Likewise, the Court finds that claim 1 of the `705 Patent does not add any material to the abstract idea of receiving, processing, and transmitting data. The claim simply recites known, generic components such as a "wireless cellular network," a "server," and a "touch screen monitor," and applies the generic term "processing" without further specification to determine a resulting instruction. See Docket No. 7-2 at 30. See Alice Corp., 134 S.Ct. at 2351 (a claim that "recite[s] a handful of generic computer components configured to implement the [abstract] idea" is insufficient to transform an abstract idea into a patentable invention at step two); see also buySAFE, Inc. v. Google, Inc., 765 F.3d 1350, 1355 (Fed.Cir. 2014) ("[t]hat a computer receives and sends the information over a network — with no further specification — is not even arguably inventive").
The Court is not persuaded by Concaten's attempt to analogize its patents to the patents in Diehr or its argument that its patents "improve[ ] the existing technological process of allocating snow plow resources." See Docket No. 37 at 11-13. In Diehr, the Supreme Court considered the Section 101 eligibility of a claimed process for curing molded rubber articles that involved installing rubber in a press, closing a mold, constantly monitoring the temperature of the mold, constantly recalculating the appropriate cure time through the use of a well-known mathematical formula performed on a digital computer, and opening the press at the proper time. 450 U.S. at 187, 101 S.Ct. 1048. The Court noted that, prior to the claimed invention, the temperature inside the mold was an unknown variable which meant that the industry was not able to achieve uniformly accurate cures. Id. at 178, n. 4, 101 S.Ct. 1048. The Court held that the process did not seek patent protection of the mathematical formula, but rather of an inventive process of curing rubber. Id. at 187, 101 S.Ct. 1048.

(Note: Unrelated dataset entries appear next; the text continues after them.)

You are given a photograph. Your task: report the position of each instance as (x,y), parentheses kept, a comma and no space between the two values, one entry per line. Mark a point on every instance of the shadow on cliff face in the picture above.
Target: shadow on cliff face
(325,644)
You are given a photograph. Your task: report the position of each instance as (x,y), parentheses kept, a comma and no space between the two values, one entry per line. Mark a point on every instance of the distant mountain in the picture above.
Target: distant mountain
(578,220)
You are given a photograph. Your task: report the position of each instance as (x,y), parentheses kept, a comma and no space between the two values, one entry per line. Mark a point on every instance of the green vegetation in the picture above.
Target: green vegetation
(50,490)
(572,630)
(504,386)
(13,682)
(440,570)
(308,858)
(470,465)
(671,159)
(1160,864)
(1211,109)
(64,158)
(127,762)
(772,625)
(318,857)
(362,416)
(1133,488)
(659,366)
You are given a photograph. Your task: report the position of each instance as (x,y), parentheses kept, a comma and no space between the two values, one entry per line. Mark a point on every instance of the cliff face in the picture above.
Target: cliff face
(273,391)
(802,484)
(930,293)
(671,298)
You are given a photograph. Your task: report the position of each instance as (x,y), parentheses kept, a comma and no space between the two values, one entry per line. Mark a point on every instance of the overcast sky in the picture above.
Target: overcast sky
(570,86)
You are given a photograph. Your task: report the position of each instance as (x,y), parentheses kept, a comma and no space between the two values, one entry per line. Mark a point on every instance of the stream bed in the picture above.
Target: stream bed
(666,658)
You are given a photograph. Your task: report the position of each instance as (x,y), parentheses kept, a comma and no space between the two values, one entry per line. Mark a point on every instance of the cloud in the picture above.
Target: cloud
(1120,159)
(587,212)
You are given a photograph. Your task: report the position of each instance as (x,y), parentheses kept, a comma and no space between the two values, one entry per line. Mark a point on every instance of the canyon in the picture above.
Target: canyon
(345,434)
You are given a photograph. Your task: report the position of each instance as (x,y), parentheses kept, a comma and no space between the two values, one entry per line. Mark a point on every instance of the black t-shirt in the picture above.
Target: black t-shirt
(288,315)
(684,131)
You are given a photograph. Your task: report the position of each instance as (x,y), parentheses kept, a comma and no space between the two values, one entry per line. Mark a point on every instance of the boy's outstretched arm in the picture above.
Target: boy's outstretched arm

Concaten argues that, like the Diehr patent, its claims improve "the existing technological process of allocating snow plow resources." Docket No. 37 at 13. Concaten, however, has not pointed to any problem in the existing process that the industry had been unable to solve. Concaten points to a document titled "Design and Implementation of Automated Vehicle Location and Maintenance Decision Support System for the Minnesota Department of Transportation" that credits Concaten's system with improving its existing system of deploying snow plow resources. See Docket No. 37 at 12-13. But the fact that the patents-in-suit may have a useful implementation does not mean that they do not claim an abstract idea. If mere usefulness in an established field were the determining factor, the purpose of Section 101 would be eviscerated. Instead, the question to be resolved at Step Two is whether the patents-in-suit add anything to the abstract ideas of data collection and transmission. The Court finds that they do not, as any improvement to the process stems merely from taking a known abstract idea and applying it in the context of snow plow maintenance using generic, existing computer and networking technology.